When you search for a term in Trove's digitised newspapers and click on individual article, you'll see your search terms are highlighted. If you look at the code you'll see the highlighted box around the word includes its page coordinates. That means that if we search for a word, we can find where it appears on a page, and by cropping the page to those coordinates we can create an image of an individual word. By combining these images we can create scissors and paste style messages!

Create large composite images from snipped words

Trove words - composite image

This is a variation of the 'scissors & paste' notebook that extracts words from Trove newspaper images and compiles them into messages. In this notebook, you can harvest multiple versions of a list of words and compile them all into one big image.

Upload Trove newspaper articles to Omeka-S

This notebook steps through the process of uploading Trove newspaper articles to your own Omeka-S instance via the API. As well as uploading the article metadata, it attaches image(s) and PDFs of the articles, and creates a linked record for the publishing newspaper. The source of the articles can be a Trove search, a Trove list, a Zotero collection, or just a list of article ids.

Harvest Australian Women's Weekly covers (or the front pages of any newspaper)

Somewhat confusingly, the Australian Women's Weekly is in with Trove's digitised newspapers and not the rest of the magazines. There are notebooks in the GLAM Workbench's journals section to help harvest all of a journal's covers as images, so I thought I should do the same for the Weekly. This notebook can be easily adjusted to download the front pages of any digitised newspaper.

Most of the newspaper articles on Trove were published before 1955, but there are some from the later period. Let's find out how many, and which newspapers they were published in.

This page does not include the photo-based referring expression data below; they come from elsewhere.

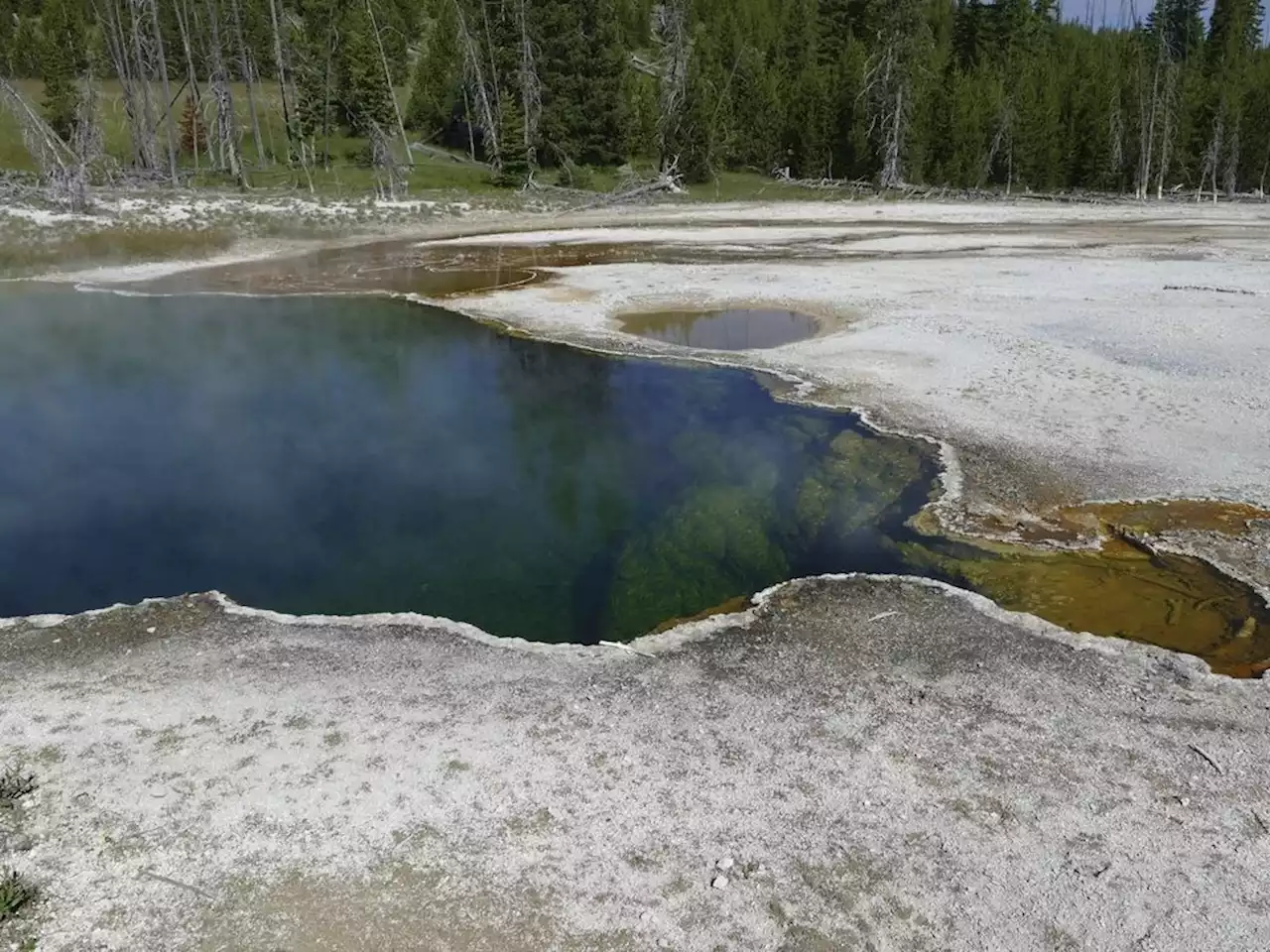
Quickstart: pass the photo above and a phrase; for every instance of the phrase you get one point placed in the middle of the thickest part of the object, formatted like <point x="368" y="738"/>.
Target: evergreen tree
<point x="363" y="90"/>
<point x="436" y="86"/>
<point x="63" y="58"/>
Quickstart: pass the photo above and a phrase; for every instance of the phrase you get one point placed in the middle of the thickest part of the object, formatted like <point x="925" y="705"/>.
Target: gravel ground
<point x="856" y="765"/>
<point x="1067" y="353"/>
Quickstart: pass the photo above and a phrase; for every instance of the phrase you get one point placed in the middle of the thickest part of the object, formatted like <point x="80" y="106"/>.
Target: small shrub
<point x="16" y="893"/>
<point x="14" y="784"/>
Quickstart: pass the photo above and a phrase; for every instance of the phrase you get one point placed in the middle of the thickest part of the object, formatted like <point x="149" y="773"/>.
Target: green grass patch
<point x="14" y="784"/>
<point x="17" y="892"/>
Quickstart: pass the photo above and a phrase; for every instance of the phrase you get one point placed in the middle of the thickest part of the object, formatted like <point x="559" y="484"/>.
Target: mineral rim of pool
<point x="725" y="329"/>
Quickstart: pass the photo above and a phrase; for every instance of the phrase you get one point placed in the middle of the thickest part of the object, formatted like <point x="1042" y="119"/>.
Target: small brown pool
<point x="733" y="329"/>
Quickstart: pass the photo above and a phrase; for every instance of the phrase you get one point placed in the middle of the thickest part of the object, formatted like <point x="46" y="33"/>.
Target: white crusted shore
<point x="869" y="762"/>
<point x="884" y="763"/>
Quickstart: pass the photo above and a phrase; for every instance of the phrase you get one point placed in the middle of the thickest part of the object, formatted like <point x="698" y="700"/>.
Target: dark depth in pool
<point x="361" y="454"/>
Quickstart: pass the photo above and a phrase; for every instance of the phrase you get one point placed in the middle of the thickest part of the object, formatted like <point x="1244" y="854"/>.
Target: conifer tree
<point x="63" y="58"/>
<point x="363" y="93"/>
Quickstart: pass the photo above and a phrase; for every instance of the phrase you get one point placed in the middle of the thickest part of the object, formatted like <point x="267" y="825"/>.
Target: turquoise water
<point x="361" y="454"/>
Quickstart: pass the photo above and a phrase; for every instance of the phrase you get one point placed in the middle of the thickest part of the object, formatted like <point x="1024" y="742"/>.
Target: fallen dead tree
<point x="63" y="173"/>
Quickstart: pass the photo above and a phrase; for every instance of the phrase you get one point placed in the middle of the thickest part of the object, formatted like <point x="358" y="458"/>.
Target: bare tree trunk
<point x="1148" y="132"/>
<point x="1210" y="158"/>
<point x="531" y="91"/>
<point x="109" y="13"/>
<point x="226" y="122"/>
<point x="331" y="39"/>
<point x="143" y="79"/>
<point x="190" y="75"/>
<point x="280" y="64"/>
<point x="167" y="91"/>
<point x="1116" y="134"/>
<point x="476" y="77"/>
<point x="388" y="81"/>
<point x="671" y="30"/>
<point x="1232" y="163"/>
<point x="1166" y="139"/>
<point x="471" y="139"/>
<point x="887" y="89"/>
<point x="248" y="68"/>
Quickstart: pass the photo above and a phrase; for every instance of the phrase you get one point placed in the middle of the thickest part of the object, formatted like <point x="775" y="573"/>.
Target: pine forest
<point x="893" y="93"/>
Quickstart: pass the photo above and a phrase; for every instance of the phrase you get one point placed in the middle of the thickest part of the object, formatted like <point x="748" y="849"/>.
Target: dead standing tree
<point x="888" y="89"/>
<point x="64" y="176"/>
<point x="481" y="91"/>
<point x="229" y="155"/>
<point x="249" y="73"/>
<point x="671" y="33"/>
<point x="389" y="175"/>
<point x="531" y="89"/>
<point x="388" y="81"/>
<point x="160" y="58"/>
<point x="119" y="30"/>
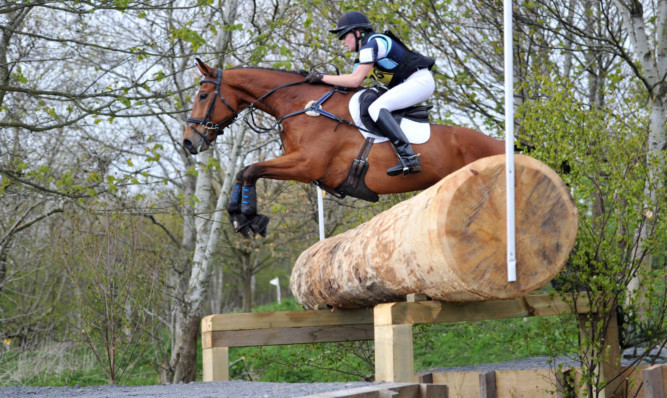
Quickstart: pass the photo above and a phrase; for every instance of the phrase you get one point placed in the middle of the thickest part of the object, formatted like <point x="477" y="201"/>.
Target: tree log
<point x="448" y="242"/>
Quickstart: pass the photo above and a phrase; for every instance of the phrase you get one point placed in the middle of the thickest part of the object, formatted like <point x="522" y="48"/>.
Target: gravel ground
<point x="247" y="389"/>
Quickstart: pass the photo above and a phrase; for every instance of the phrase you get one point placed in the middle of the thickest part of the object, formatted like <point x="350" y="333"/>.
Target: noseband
<point x="207" y="122"/>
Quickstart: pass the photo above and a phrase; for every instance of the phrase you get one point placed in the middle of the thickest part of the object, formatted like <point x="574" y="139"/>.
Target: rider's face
<point x="349" y="41"/>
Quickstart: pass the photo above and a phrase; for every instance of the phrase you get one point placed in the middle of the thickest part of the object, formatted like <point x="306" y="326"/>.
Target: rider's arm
<point x="353" y="79"/>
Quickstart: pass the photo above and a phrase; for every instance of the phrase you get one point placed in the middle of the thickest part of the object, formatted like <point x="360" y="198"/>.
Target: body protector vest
<point x="393" y="62"/>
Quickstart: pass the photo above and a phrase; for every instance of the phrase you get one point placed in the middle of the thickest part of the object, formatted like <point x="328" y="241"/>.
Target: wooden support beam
<point x="215" y="364"/>
<point x="394" y="354"/>
<point x="286" y="319"/>
<point x="654" y="386"/>
<point x="487" y="385"/>
<point x="394" y="390"/>
<point x="565" y="384"/>
<point x="423" y="312"/>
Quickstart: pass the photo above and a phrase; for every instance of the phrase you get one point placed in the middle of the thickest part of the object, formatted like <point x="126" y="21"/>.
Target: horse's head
<point x="211" y="112"/>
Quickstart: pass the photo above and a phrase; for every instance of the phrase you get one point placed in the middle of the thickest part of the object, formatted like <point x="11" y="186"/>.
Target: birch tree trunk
<point x="202" y="239"/>
<point x="188" y="313"/>
<point x="652" y="71"/>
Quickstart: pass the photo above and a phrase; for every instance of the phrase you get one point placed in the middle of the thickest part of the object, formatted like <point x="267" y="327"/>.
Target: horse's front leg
<point x="242" y="205"/>
<point x="242" y="209"/>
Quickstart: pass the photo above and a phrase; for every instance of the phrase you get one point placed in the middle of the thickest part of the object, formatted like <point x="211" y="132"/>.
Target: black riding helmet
<point x="351" y="21"/>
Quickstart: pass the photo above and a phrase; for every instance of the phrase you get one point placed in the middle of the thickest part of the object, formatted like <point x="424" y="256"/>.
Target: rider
<point x="406" y="73"/>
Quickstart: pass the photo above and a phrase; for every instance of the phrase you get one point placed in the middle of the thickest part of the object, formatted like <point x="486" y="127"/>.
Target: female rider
<point x="405" y="73"/>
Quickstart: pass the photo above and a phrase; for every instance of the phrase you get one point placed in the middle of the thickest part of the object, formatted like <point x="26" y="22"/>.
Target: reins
<point x="208" y="124"/>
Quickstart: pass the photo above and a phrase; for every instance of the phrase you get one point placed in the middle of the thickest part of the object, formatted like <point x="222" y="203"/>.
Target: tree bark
<point x="448" y="242"/>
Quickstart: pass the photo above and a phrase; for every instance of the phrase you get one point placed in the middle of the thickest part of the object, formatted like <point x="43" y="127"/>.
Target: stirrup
<point x="406" y="165"/>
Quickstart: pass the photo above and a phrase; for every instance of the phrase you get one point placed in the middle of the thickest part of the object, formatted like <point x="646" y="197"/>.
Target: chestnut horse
<point x="315" y="149"/>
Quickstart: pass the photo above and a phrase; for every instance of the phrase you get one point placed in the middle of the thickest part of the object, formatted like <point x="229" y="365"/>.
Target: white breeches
<point x="417" y="88"/>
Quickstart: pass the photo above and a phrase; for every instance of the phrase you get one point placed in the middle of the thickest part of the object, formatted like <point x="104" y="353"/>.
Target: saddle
<point x="417" y="114"/>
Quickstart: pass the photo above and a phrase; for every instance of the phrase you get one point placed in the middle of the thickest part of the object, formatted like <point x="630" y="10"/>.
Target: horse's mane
<point x="296" y="72"/>
<point x="293" y="72"/>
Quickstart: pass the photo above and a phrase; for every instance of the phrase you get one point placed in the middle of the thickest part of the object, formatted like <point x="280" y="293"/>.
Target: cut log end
<point x="449" y="242"/>
<point x="475" y="229"/>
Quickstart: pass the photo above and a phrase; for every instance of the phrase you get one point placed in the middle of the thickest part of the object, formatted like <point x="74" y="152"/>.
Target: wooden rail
<point x="390" y="325"/>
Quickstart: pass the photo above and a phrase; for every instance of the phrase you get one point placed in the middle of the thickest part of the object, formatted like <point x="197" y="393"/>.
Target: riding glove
<point x="314" y="77"/>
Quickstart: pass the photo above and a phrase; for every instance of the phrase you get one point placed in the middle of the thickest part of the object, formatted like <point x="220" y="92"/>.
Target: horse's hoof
<point x="240" y="222"/>
<point x="258" y="224"/>
<point x="249" y="200"/>
<point x="234" y="204"/>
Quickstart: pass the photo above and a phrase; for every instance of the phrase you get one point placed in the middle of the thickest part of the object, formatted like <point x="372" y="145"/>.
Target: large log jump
<point x="448" y="242"/>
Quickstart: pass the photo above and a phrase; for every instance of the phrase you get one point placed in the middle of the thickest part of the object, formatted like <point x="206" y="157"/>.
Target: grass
<point x="435" y="346"/>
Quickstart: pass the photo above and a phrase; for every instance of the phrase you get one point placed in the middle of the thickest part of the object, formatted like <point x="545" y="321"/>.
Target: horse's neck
<point x="255" y="84"/>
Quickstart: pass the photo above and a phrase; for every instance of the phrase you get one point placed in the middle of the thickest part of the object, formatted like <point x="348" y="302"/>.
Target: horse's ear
<point x="203" y="68"/>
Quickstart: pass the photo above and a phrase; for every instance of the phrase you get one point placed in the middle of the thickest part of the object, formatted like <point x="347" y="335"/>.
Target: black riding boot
<point x="408" y="162"/>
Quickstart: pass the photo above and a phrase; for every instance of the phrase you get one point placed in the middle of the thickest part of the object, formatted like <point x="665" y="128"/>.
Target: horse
<point x="319" y="149"/>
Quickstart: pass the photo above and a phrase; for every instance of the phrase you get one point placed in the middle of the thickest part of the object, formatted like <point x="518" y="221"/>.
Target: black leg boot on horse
<point x="242" y="208"/>
<point x="408" y="162"/>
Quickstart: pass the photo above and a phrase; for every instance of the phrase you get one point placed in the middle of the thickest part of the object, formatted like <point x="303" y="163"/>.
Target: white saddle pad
<point x="417" y="133"/>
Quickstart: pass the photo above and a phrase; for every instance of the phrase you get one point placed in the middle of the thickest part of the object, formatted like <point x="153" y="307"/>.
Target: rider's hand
<point x="314" y="78"/>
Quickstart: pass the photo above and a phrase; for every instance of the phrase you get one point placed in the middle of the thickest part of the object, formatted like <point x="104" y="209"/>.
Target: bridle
<point x="207" y="122"/>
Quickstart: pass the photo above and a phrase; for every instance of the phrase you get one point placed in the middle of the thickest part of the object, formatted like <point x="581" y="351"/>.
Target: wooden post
<point x="393" y="348"/>
<point x="215" y="364"/>
<point x="487" y="385"/>
<point x="610" y="366"/>
<point x="653" y="382"/>
<point x="565" y="384"/>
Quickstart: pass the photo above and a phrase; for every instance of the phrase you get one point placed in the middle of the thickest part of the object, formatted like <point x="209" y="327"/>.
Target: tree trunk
<point x="448" y="242"/>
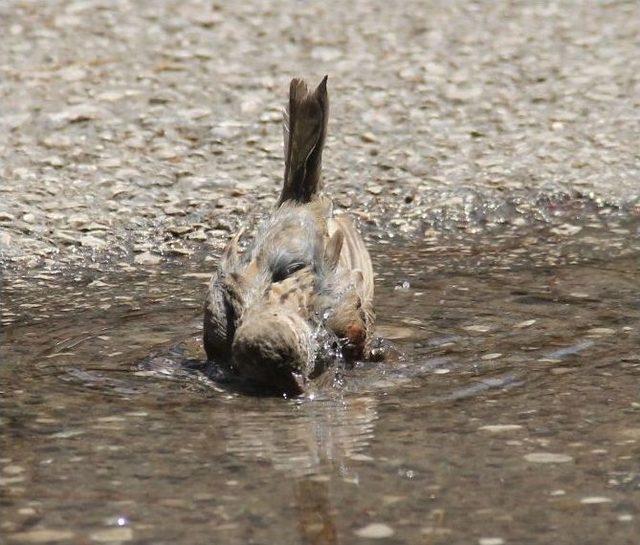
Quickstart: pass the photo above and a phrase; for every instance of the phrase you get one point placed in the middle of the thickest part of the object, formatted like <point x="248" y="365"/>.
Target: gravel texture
<point x="148" y="129"/>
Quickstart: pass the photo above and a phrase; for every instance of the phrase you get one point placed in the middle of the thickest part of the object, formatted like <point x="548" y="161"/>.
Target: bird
<point x="305" y="275"/>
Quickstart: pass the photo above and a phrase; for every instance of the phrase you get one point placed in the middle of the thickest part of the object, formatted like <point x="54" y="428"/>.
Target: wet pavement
<point x="489" y="153"/>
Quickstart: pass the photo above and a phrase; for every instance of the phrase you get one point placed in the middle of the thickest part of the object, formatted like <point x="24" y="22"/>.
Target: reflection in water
<point x="316" y="515"/>
<point x="318" y="434"/>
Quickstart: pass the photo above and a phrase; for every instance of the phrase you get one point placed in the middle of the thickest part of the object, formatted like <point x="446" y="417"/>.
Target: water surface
<point x="508" y="409"/>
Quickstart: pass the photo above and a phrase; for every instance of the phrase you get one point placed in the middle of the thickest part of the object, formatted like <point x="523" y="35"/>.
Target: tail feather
<point x="305" y="129"/>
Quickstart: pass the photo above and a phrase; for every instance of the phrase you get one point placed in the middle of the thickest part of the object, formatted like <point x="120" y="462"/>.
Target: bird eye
<point x="285" y="272"/>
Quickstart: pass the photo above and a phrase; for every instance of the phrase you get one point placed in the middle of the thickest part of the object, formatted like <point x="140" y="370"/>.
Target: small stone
<point x="500" y="428"/>
<point x="488" y="357"/>
<point x="566" y="229"/>
<point x="547" y="458"/>
<point x="368" y="137"/>
<point x="112" y="534"/>
<point x="594" y="500"/>
<point x="13" y="470"/>
<point x="376" y="530"/>
<point x="601" y="331"/>
<point x="179" y="230"/>
<point x="42" y="535"/>
<point x="93" y="242"/>
<point x="146" y="258"/>
<point x="478" y="328"/>
<point x="524" y="324"/>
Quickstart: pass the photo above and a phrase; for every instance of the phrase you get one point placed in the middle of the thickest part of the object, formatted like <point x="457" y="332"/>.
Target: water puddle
<point x="508" y="409"/>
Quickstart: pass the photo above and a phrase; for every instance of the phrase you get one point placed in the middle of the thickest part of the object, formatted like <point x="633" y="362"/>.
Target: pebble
<point x="13" y="470"/>
<point x="566" y="229"/>
<point x="42" y="535"/>
<point x="601" y="331"/>
<point x="524" y="324"/>
<point x="478" y="328"/>
<point x="547" y="458"/>
<point x="500" y="428"/>
<point x="375" y="530"/>
<point x="594" y="500"/>
<point x="146" y="258"/>
<point x="493" y="356"/>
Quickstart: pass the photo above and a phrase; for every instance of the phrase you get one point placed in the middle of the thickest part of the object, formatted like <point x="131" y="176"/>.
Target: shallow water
<point x="508" y="410"/>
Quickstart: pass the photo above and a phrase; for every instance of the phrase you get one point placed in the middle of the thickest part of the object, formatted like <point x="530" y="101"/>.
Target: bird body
<point x="306" y="271"/>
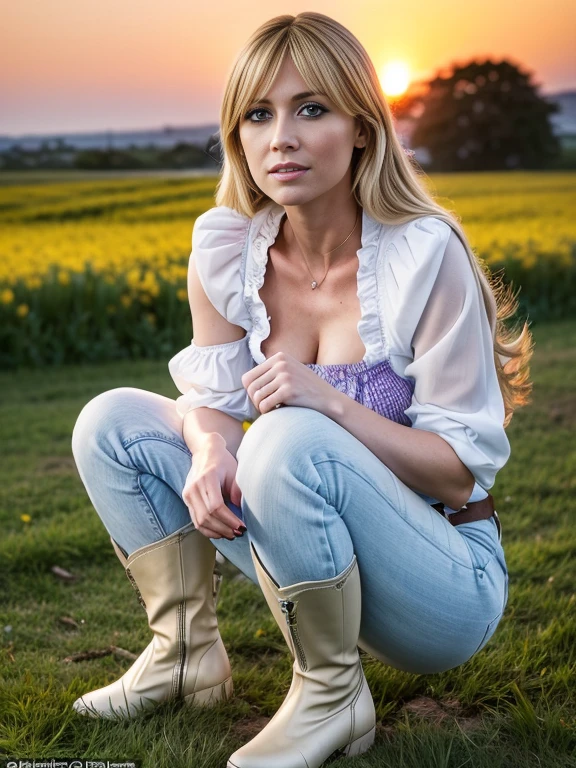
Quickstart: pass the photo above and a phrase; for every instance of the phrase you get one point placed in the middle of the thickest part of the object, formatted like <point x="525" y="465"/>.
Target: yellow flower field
<point x="96" y="269"/>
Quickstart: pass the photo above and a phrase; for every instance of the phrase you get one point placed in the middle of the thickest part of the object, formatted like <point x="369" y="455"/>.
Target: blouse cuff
<point x="211" y="377"/>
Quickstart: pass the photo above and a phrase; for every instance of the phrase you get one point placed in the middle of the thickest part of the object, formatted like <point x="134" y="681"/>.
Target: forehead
<point x="288" y="85"/>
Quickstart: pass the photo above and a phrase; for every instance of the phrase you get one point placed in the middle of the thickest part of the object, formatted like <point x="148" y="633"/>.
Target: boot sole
<point x="207" y="697"/>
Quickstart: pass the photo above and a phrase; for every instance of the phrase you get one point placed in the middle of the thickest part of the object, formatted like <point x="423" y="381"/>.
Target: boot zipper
<point x="136" y="589"/>
<point x="289" y="610"/>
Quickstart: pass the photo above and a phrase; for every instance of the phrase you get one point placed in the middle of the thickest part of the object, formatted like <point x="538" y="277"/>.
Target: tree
<point x="481" y="116"/>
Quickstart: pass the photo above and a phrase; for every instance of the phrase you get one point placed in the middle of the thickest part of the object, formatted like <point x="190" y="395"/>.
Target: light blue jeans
<point x="312" y="496"/>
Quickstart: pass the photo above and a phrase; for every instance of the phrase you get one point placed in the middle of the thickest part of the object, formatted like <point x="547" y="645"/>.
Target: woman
<point x="343" y="292"/>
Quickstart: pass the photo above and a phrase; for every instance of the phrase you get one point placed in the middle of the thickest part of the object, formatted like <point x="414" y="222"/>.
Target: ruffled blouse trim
<point x="263" y="233"/>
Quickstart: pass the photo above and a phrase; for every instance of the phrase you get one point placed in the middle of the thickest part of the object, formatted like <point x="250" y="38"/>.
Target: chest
<point x="314" y="326"/>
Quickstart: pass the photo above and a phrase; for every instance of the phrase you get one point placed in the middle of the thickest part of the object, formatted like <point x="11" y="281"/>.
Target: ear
<point x="361" y="134"/>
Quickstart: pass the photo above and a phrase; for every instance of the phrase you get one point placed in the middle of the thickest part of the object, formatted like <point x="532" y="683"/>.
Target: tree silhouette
<point x="481" y="116"/>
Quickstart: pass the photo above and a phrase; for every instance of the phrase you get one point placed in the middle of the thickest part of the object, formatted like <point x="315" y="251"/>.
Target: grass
<point x="513" y="704"/>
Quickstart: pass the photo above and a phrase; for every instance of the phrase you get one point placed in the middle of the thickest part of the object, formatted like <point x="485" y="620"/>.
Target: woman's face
<point x="308" y="130"/>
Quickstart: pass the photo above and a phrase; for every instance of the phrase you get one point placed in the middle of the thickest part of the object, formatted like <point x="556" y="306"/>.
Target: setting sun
<point x="395" y="78"/>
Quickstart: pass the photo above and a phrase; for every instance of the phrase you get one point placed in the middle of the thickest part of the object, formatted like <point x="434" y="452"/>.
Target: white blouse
<point x="421" y="308"/>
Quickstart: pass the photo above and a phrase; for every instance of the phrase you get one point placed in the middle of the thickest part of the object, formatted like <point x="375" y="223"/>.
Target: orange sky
<point x="75" y="65"/>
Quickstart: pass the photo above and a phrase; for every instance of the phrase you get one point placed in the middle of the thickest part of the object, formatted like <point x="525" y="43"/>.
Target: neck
<point x="313" y="234"/>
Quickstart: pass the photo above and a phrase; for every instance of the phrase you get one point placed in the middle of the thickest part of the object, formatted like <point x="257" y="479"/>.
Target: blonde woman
<point x="325" y="280"/>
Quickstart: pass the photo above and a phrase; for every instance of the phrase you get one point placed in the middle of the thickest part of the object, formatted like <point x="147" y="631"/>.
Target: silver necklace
<point x="314" y="283"/>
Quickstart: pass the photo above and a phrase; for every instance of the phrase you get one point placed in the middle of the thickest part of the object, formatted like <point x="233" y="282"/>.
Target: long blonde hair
<point x="384" y="180"/>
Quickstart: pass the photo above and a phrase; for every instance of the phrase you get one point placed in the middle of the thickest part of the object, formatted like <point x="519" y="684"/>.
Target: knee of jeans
<point x="273" y="443"/>
<point x="97" y="417"/>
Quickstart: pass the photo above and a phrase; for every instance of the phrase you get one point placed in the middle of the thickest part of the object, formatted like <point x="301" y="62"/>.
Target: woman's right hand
<point x="213" y="473"/>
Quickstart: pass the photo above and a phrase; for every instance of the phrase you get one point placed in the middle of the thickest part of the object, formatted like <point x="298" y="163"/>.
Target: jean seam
<point x="153" y="517"/>
<point x="400" y="504"/>
<point x="160" y="438"/>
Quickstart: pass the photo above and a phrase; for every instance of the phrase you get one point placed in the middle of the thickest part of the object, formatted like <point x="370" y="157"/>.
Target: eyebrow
<point x="297" y="97"/>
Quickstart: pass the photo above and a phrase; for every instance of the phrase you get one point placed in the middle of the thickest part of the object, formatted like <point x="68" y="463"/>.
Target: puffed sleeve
<point x="211" y="376"/>
<point x="218" y="239"/>
<point x="441" y="338"/>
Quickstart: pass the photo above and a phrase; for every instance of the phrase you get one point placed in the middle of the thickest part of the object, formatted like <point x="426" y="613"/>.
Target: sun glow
<point x="395" y="78"/>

Get a list of Trove newspapers that doesn't include government gazettes

The Trove API includes an option to retrieve details of digitised newspaper titles. Version 2 of the API added a separate option to get details of government gazettes. However the original newspaper/titles requests actually returns both the newspaper and gazette titles, so there's no way of getting just the newspaper titles. This notebook explains the problem and provides a simple workaround.

Data and images

CSV formatted list of Australian Women's Weekly issues, 1933 to 1982

Harvested: 26 July 2020

This file includes metadata for 2,566 issues of the Australian Women's Weekly from 1933 to 1982. Fields:

  • issue_id: issue identifier
  • date: issue date (YYYY-MM-DD)
  • url: issue url
  • page_id: identifier of the first page in this issue
  • image_file: file name of downloaded image of front page.

Australian Women's Weekly front covers, 1933 to 1982

Harvested: 26 July 2020

Using the notebook above, images of the front covers of Australian Women's Weekly issues on Trove were downloaded. Harvest details:

Trove newspapers with non-English language content

Created: 11 January 2021

Markdown formatted list of newspapers with non-English content, created using the notebook above.